As a new lesson in the malleability of genomes during evolution, this study is fascinating enough. But the reason it was the cover of the latest issue of the Proceedings of the National Academy of Sciences has much more to do with the article’s final sentence:

“This finding could influence the public’s current perception that transgenic crops are ‘unnatural.’”

But will it?

In a recent survey by the Pew Research Center comparing the opinions of scientists and the general public, no topic—not vaccines, not evolution, not climate change—had as big of a gap between the two groups as whether GMOs are safe to eat. Google “GMOs” and the first hit is the non-GMO Project. Switch over to images and you’ll find that one syringe in a tomato just doesn't cut it these days, we've upped it to three!

Clearly companies like Monsanto, Syngenta and Bayer failed, and failed hard, in their consumer-oriented communication. They’re trying to make up for lost time. But the general public are not their customers, farmers are. And by the numbers, corn, cotton and soybean farmers sure like GMOs, so much so that 9 in 10 of each of these crops in the United States is genetically engineered. If biotech advocates want to pivot the conversation in the public sphere, this article could be that fulcrum. But there are no guarantees it will work.

Already the popular press has written it up and jump-started the conversation in a positive light. Biotech advocates should call into question the unnecessary exclusion of GMOs from the USDA organic label. Are organic sweet potatoes still a thing? If the organic label was changed to be exclusively about growing practices and not germplasm, we could have organic GMOs, as envisioned by rice geneticist Pamela Ronald and her organic farmer husband Raoul Adamchak.

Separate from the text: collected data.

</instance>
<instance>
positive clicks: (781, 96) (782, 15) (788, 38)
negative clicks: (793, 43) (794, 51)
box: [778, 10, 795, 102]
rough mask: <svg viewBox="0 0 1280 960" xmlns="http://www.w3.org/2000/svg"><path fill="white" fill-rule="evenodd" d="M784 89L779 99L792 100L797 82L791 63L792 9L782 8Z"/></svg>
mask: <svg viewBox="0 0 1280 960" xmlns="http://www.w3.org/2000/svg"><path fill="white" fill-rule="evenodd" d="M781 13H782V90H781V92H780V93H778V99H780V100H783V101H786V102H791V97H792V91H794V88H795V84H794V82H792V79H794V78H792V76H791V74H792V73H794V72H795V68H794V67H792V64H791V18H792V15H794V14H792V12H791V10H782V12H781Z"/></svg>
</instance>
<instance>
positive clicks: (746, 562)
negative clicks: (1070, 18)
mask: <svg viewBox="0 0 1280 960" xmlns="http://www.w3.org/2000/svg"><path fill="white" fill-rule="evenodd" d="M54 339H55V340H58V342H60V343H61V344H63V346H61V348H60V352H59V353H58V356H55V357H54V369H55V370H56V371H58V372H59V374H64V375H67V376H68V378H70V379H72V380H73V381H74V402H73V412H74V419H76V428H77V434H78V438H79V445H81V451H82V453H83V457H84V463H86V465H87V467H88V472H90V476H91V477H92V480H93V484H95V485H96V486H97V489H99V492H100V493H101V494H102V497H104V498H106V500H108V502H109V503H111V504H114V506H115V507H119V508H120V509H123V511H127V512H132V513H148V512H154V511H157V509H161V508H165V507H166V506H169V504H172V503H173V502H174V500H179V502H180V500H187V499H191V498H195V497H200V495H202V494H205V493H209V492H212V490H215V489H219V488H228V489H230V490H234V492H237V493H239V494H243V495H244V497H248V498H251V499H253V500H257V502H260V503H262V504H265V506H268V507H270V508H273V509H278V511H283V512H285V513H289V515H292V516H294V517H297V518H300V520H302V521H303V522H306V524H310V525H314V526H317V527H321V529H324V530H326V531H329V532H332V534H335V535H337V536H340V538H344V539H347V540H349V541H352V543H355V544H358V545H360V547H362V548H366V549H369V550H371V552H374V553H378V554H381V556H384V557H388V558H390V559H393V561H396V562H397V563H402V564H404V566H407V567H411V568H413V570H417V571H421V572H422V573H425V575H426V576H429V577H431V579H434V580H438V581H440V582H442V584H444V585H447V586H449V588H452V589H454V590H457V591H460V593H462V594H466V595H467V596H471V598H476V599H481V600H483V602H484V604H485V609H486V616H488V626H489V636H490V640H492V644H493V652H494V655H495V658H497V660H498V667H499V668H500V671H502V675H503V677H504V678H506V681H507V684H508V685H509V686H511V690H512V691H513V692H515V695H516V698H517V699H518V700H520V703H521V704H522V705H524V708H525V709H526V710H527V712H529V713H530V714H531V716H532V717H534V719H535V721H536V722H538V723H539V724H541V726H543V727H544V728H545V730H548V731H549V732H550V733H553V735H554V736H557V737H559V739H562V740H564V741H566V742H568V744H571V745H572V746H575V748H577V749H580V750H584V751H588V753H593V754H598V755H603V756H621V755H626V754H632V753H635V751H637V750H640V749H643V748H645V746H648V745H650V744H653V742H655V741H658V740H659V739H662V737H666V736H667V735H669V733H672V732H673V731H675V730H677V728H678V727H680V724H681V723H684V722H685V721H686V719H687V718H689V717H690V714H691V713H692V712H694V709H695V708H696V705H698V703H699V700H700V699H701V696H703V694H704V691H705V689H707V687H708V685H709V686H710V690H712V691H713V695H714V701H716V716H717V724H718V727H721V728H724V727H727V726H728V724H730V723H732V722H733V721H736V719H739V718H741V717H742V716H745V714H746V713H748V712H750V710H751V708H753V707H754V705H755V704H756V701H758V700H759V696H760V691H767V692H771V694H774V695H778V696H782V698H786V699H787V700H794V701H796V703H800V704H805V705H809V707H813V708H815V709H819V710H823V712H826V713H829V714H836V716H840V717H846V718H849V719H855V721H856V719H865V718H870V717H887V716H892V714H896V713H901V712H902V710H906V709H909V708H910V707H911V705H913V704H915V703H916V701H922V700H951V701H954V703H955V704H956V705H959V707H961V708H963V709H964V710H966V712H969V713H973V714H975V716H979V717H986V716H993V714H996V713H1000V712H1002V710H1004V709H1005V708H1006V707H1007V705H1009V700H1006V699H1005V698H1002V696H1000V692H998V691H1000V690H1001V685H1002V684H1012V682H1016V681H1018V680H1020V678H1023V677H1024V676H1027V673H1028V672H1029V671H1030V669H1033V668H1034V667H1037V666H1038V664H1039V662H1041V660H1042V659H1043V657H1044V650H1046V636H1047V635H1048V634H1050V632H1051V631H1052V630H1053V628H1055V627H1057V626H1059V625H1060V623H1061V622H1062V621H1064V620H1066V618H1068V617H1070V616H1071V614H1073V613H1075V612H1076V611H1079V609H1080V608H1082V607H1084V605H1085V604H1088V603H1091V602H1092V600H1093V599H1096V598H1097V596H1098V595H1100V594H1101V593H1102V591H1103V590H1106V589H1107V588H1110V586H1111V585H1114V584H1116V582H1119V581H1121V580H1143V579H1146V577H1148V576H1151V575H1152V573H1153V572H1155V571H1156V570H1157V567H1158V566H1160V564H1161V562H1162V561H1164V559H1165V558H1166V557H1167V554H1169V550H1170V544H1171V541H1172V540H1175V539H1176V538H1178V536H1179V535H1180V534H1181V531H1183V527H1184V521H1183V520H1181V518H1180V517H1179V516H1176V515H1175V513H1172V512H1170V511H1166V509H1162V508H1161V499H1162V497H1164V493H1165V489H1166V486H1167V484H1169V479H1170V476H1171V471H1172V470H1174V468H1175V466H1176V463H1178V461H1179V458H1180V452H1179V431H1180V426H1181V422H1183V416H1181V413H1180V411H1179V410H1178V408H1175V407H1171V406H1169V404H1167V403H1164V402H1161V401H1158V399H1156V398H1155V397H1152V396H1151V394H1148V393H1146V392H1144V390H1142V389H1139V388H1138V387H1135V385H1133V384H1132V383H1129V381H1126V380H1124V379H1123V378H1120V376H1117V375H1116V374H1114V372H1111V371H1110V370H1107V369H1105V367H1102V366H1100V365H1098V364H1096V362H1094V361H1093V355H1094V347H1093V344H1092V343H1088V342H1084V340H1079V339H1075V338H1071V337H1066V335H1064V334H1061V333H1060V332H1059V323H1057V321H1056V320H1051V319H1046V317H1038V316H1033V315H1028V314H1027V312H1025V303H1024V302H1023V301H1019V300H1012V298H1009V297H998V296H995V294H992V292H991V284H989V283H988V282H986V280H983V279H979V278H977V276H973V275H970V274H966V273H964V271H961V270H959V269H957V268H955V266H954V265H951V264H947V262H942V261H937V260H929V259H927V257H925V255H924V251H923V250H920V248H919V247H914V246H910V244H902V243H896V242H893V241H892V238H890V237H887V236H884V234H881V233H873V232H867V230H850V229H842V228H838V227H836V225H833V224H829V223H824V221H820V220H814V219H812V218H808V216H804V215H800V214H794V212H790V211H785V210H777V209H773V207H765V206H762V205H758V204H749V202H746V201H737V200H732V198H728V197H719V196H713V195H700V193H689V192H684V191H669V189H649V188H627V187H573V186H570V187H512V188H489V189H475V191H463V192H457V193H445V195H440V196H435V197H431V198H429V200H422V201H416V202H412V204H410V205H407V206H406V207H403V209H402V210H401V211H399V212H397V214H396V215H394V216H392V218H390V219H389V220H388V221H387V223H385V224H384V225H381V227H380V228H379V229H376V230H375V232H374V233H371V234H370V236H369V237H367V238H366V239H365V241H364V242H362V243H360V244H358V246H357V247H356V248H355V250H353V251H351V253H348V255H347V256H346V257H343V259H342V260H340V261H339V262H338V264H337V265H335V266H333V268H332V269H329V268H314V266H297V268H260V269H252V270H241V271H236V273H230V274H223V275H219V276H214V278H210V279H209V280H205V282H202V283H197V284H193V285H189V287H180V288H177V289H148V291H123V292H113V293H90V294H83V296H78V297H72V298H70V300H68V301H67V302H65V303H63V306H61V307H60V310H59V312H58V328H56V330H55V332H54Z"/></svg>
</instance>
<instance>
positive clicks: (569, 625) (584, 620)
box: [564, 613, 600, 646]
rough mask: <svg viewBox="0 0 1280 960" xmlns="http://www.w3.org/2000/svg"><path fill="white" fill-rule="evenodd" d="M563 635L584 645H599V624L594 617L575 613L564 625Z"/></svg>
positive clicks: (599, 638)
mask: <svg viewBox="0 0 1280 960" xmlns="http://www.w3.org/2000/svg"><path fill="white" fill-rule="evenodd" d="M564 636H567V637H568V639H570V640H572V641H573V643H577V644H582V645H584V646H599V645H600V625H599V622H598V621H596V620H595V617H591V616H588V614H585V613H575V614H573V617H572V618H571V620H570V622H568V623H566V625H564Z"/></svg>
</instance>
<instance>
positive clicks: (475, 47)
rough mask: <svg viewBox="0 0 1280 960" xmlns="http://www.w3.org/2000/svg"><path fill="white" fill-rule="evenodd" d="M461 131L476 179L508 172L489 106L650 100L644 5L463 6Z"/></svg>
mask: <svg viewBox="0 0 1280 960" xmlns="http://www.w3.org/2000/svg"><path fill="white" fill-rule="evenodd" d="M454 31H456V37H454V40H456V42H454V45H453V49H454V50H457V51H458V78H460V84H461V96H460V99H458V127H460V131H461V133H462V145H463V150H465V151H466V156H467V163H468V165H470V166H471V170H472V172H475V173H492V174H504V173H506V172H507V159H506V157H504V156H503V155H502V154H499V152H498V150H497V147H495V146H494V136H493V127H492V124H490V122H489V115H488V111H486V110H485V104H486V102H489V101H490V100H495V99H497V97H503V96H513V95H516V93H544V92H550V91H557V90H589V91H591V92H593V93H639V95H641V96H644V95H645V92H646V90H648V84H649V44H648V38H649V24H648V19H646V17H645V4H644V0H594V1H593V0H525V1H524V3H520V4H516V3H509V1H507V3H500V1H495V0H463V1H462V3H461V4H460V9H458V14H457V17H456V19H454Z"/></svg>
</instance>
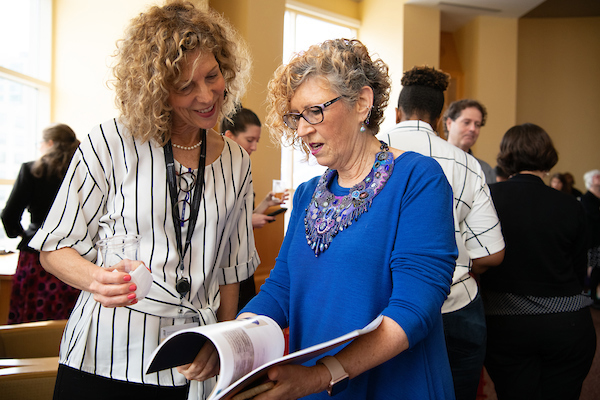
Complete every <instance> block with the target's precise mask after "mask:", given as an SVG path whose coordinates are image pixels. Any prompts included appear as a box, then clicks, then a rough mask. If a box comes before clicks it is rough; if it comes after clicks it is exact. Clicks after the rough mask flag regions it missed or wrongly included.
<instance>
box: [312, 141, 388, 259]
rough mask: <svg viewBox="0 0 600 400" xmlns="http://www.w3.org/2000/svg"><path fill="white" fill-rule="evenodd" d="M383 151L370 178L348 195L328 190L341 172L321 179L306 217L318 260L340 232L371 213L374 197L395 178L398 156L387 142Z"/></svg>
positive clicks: (366, 179) (365, 179) (353, 189)
mask: <svg viewBox="0 0 600 400" xmlns="http://www.w3.org/2000/svg"><path fill="white" fill-rule="evenodd" d="M380 149H381V151H380V152H379V153H377V155H376V156H375V162H374V163H373V167H372V168H371V171H370V172H369V175H367V177H366V178H365V179H364V180H363V181H362V182H360V183H357V184H356V185H354V186H353V187H352V189H350V193H349V194H347V195H345V196H336V195H334V194H333V193H331V191H329V188H328V187H329V185H330V183H331V180H332V179H333V177H334V176H335V174H337V171H335V170H332V169H327V171H325V173H324V174H323V175H322V176H321V179H319V183H318V184H317V187H316V188H315V191H314V193H313V197H312V199H311V201H310V204H309V206H308V208H307V209H306V216H305V217H304V227H305V228H306V241H307V242H308V245H309V246H310V248H311V249H312V250H313V251H314V252H315V257H318V256H319V254H321V253H323V252H324V251H325V250H327V249H328V248H329V246H330V245H331V241H332V240H333V238H334V237H335V236H336V235H337V234H338V233H339V232H341V231H343V230H344V229H346V228H348V227H349V226H350V225H352V222H353V221H357V220H358V218H359V217H360V216H361V215H362V214H363V213H364V212H366V211H368V209H369V207H370V206H371V203H372V202H373V198H374V197H375V196H377V194H378V193H379V192H381V189H383V187H384V186H385V184H386V182H387V180H388V179H389V178H390V176H391V175H392V171H393V169H394V155H393V154H392V153H391V152H390V151H389V148H388V145H387V144H386V143H384V142H381V148H380Z"/></svg>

Biotech advocates should call into question the label of GMO. Period.

This sweet potato study blurs the already unclear boundaries between crops created by artificial selection, induced mutation, hybridization, and genetic engineering. New genetic engineering methods that introduce no foreign DNA muddy the waters even more. By some definitions, organic sweet potatoes will be GMOs while genetically engineered potatoes won’t be. Before we start playing definitional Twister, let’s simplify the conversation so we can speak meaningfully about what matters—allergenicity, gene escape, industrial agriculture, and feeding billions of people healthfully in the era of climate change.